In the list of events, what is the logic for when they are named PY_* vs C_* vs no prefix? Why isn’t LINE called PY_LINE? Why isn’t PY_START called PY_CALL? I’m assuming there’s a reason, but it seems asymmetric at a first reading.
It took me a while to understand sys.monitoring.use_tool_id(id, name:str) -> None. Perhaps we can have fleshed out docstrings for these functions. IIUC, use_tool_id means I want to claim an id, and I am associating name with it. I’m not sure what use will be made of name though?
The pre-defined ids make some presumptions about the composability of tools. For example, it assumes that I can’t coverage-measure a coverage tool. It is difficult, and coverage.py uses some tricks to accomplish it, but it’s valuable. Since there’s no enforcement to the idea that only one tool of each kind can be running at once, I suppose everything is fine, but I wonder if this idea will appear in other places with real consequences?
I should know what this means, but I don’t:

You won’t be able to register a C function pointer, but you can implement the PEP 590 vectorcall interface on the callable, for performance close to that of a raw function pointer.

Coverage.py uses C-implemented trace functions now.

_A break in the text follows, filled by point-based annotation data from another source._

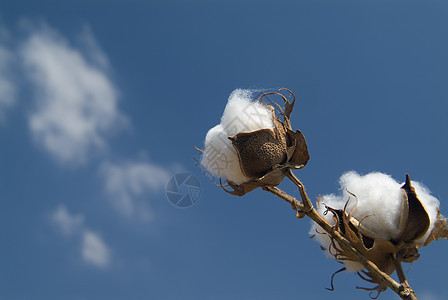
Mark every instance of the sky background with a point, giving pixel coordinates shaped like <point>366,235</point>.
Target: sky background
<point>101,102</point>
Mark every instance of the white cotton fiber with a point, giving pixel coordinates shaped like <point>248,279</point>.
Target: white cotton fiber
<point>220,158</point>
<point>430,203</point>
<point>379,207</point>
<point>379,202</point>
<point>241,114</point>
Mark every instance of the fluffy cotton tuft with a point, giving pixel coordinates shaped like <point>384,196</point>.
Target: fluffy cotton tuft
<point>378,205</point>
<point>241,114</point>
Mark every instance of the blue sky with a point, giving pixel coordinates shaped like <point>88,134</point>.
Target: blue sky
<point>101,102</point>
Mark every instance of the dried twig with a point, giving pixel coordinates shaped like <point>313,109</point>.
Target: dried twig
<point>305,207</point>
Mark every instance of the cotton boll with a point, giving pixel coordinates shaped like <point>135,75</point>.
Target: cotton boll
<point>220,158</point>
<point>324,239</point>
<point>430,203</point>
<point>243,115</point>
<point>240,115</point>
<point>379,202</point>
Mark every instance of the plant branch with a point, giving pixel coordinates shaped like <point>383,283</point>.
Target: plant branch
<point>306,208</point>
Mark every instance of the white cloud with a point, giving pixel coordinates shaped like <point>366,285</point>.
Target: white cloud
<point>94,250</point>
<point>67,223</point>
<point>76,101</point>
<point>127,183</point>
<point>7,87</point>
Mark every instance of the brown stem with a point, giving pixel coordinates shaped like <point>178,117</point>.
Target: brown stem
<point>403,290</point>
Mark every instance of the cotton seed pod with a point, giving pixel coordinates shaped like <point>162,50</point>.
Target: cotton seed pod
<point>419,223</point>
<point>264,155</point>
<point>252,146</point>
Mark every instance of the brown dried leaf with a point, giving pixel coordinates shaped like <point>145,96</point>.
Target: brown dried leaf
<point>258,151</point>
<point>299,156</point>
<point>440,230</point>
<point>416,223</point>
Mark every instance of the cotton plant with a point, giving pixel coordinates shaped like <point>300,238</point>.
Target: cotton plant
<point>372,226</point>
<point>252,146</point>
<point>388,221</point>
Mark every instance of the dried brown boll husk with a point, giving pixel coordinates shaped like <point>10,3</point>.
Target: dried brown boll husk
<point>265,155</point>
<point>414,223</point>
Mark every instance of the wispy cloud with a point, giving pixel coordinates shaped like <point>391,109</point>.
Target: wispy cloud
<point>68,224</point>
<point>129,184</point>
<point>76,100</point>
<point>7,87</point>
<point>94,250</point>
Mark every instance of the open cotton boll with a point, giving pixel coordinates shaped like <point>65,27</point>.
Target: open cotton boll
<point>334,202</point>
<point>379,202</point>
<point>243,115</point>
<point>219,156</point>
<point>430,203</point>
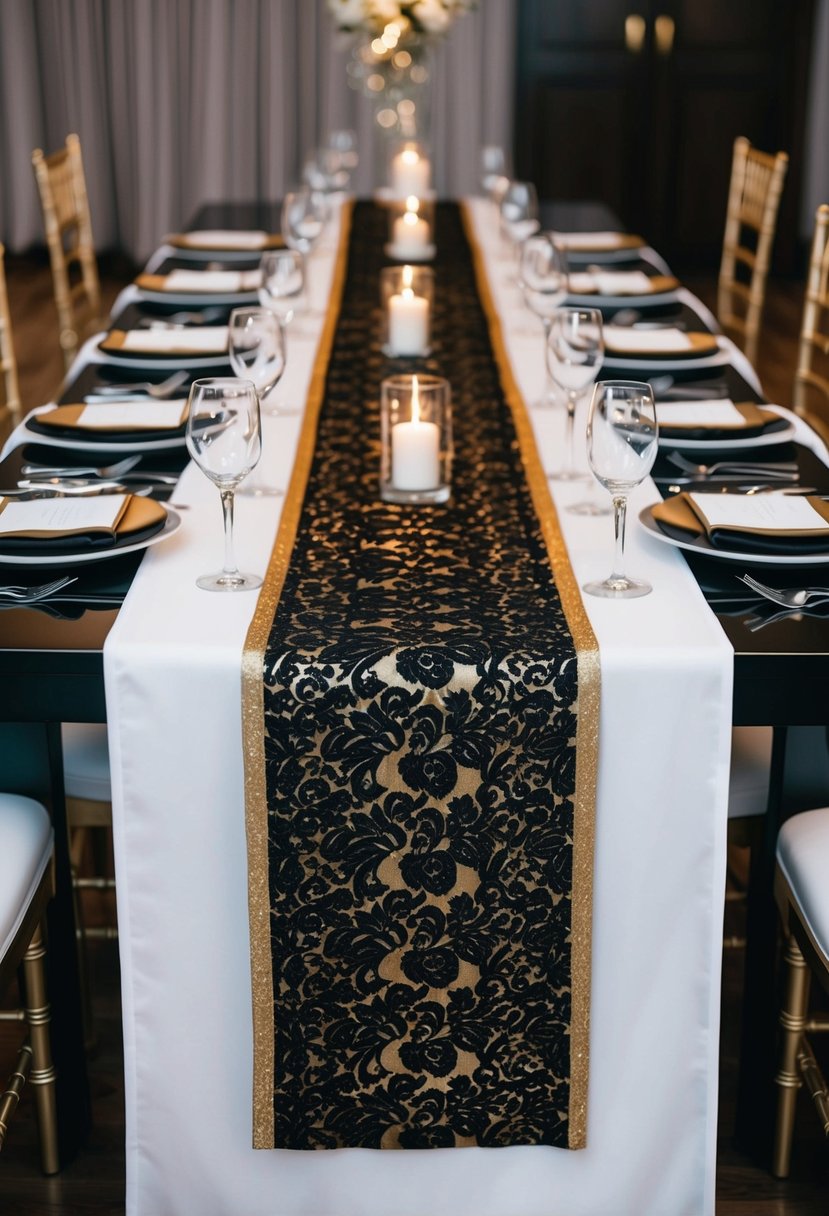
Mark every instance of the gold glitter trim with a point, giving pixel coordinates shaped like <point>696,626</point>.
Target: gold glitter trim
<point>587,727</point>
<point>253,718</point>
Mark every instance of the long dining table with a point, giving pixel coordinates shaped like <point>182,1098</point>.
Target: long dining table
<point>677,668</point>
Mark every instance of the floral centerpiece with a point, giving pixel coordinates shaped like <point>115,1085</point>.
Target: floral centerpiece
<point>390,52</point>
<point>417,16</point>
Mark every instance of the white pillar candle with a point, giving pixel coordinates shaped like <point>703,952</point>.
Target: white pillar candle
<point>410,235</point>
<point>409,322</point>
<point>416,450</point>
<point>410,174</point>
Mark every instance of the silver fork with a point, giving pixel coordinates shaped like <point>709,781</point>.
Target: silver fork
<point>784,469</point>
<point>29,595</point>
<point>165,388</point>
<point>794,597</point>
<point>106,471</point>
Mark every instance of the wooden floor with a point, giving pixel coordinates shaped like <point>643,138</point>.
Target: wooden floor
<point>94,1183</point>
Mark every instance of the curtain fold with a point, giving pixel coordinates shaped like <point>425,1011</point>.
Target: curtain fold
<point>179,102</point>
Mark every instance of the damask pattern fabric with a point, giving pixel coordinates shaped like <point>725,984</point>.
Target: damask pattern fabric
<point>421,702</point>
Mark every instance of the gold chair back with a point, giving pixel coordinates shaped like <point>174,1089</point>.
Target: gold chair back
<point>10,397</point>
<point>811,389</point>
<point>62,187</point>
<point>754,201</point>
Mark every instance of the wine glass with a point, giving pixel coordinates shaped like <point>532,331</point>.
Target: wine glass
<point>304,214</point>
<point>224,438</point>
<point>492,168</point>
<point>257,350</point>
<point>621,448</point>
<point>282,283</point>
<point>574,355</point>
<point>519,213</point>
<point>543,281</point>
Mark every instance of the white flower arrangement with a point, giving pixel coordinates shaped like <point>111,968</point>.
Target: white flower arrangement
<point>415,16</point>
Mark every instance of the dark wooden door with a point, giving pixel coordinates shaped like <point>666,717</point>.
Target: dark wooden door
<point>638,103</point>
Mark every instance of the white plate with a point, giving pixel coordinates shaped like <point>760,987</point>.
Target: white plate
<point>196,298</point>
<point>720,359</point>
<point>700,545</point>
<point>171,525</point>
<point>84,443</point>
<point>162,360</point>
<point>729,445</point>
<point>638,302</point>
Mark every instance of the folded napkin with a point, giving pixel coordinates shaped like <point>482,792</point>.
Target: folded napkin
<point>209,339</point>
<point>717,418</point>
<point>759,523</point>
<point>117,417</point>
<point>622,341</point>
<point>225,238</point>
<point>75,525</point>
<point>624,282</point>
<point>597,242</point>
<point>208,282</point>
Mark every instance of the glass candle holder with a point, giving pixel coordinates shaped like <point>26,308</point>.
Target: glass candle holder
<point>411,229</point>
<point>416,439</point>
<point>409,169</point>
<point>407,300</point>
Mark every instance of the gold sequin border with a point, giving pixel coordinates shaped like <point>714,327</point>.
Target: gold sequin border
<point>587,728</point>
<point>253,714</point>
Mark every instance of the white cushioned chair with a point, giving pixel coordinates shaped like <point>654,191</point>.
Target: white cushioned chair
<point>26,887</point>
<point>801,889</point>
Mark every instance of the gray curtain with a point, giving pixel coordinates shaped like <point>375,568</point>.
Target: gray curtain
<point>179,102</point>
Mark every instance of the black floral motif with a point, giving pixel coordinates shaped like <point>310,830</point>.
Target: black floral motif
<point>419,694</point>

Will that still be possible?
This sentence could use some clarification:

If a callback function returns DISABLE, then that function will no longer be called for that (code, instruction_offset) until sys.monitoring.restart_events() is called.

5a. LINE takes (code, line_number) rather than (code, instruction_offset); I assume DISABLE will apply to those arguments also.

5b. The BRANCH event is called with (code, instruction_offset, destination_offset). If I return DISABLE, does that disable all (code, instruciton_offset) events, or only those with the same three arguments (code, instruction_offset, destination_offset)? It won’t be useful to disable unless it’s the latter.
In the Coverage Tools section:

Coverage tools need to track which parts of the control graph have been executed. To do this, they need to register for the PY_ events, plus JUMP and BRANCH.

I don’t understand why I would need the JUMP event? Maybe I’m not understanding the full implications of the events. Coverage.py watches line numbers being executed, and today tracks branches by remembering the previous line when a line is executed, and tracking the (previous, current) pairs of line numbers.

Perhaps JUMP and BRANCH make sense for instruction-offset-based tracing rather than line-based tracing? I’m happy to talk more about the way coverage.py currently works, and how it might work in the future.